Bayesian approaches are becoming more and more popular in science because what most people are interested in is the probability of proposed hypothesis no the probability of the data. However, Bayesian methods have come under fire from many frequentist proponents. There is actually a very heated debate in statistical circles about the respective validity of both methods. The primary complaint leveled at Bayesian statistics is that it must use a prior probability of a hypothesis in its analysis. Often this prior is not known out right and assigned seemingly arbitrary values based on particular distributions such as the uniform distribution or beta distribution.
Descriptive statistics
Bayesian methods all use Bayes equation, this applies for both descriptive and inferential statistics. To find such things as the mean and standard deviation first a prior probability for all means and standard deviations must be assigned. In practice this usually means assigning uniform probabilities to values equally spaced between what we think is the minimum and maximum values for the statistic we are interested in (the number of values depends on the grid density, which is proportional to accuracy and inversely proportional to computation time). Then a likelihood of each value is then calculated based on the data and then Bayes equation is used to assign a posterior probability for each value. These posterior probabilities can be plotted as a probability density function (PDF) to see the various probabilites for the value given the data, or often simply the value with the highest posterior probability is simply chosen.
Inferential statistics
Inferential statistics in Bayesian methods looks much the same as descriptive statistics since both use the Bayes equation and the same basic approach. To compare to means you would calculate the PDF for each data set then subtract them from each other to figure out the probability that they differ.
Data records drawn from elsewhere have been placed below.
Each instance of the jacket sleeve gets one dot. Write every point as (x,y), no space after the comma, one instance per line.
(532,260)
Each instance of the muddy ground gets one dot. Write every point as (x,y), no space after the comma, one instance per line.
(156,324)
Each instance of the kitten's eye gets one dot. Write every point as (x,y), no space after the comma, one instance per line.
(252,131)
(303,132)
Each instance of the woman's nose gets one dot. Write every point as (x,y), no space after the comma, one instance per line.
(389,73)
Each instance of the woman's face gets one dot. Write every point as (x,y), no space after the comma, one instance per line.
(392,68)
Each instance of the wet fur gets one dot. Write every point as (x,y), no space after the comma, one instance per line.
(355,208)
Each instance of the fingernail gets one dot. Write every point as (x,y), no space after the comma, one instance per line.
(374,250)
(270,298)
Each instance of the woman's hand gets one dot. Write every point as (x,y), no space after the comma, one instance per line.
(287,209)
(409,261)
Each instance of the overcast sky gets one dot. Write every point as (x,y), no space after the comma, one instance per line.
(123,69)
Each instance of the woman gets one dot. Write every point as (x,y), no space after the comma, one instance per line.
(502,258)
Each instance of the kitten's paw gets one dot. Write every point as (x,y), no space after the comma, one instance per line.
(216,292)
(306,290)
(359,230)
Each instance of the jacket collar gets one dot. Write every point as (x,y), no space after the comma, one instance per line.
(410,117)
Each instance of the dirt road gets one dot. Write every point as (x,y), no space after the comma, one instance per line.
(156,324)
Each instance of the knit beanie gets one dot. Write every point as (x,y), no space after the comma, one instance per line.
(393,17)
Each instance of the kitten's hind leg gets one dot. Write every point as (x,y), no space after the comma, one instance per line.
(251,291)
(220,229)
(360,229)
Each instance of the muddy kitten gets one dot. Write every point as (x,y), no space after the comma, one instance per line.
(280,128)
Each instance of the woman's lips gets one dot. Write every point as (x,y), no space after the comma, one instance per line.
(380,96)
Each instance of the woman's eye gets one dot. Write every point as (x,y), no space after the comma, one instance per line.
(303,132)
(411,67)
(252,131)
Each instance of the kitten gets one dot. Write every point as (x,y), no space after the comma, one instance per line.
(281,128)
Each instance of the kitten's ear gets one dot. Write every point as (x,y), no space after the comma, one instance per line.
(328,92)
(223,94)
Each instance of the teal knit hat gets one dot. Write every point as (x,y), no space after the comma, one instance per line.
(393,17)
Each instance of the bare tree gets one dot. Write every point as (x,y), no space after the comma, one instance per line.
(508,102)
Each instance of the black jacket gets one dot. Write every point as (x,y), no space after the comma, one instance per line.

In order to compare hypothesis Bayesian model selection is often used. This is when each hypothesis you want to test is assigned a prior probability, and then the likelihood of the data given each hypothesis being test is calculated. You can then us Bayes equation to determine the relative probabilities that each hypothesis is correct. This method is almost always testing relative probabilites since to calculate and absolute probability would require knowing every possible hypothesis. Usually this is not possible, but sometimes the subset is finite enough it can be tested.
Because of the large number of calculations needed for model selection Bayesian approaches have only became practical and popular with the advent of computers. But even with the most modern computers available many Bayesian models remain computational intractable. Recent developments in applying Markov chain Monte Carlo methods to these problems have lead to promising results.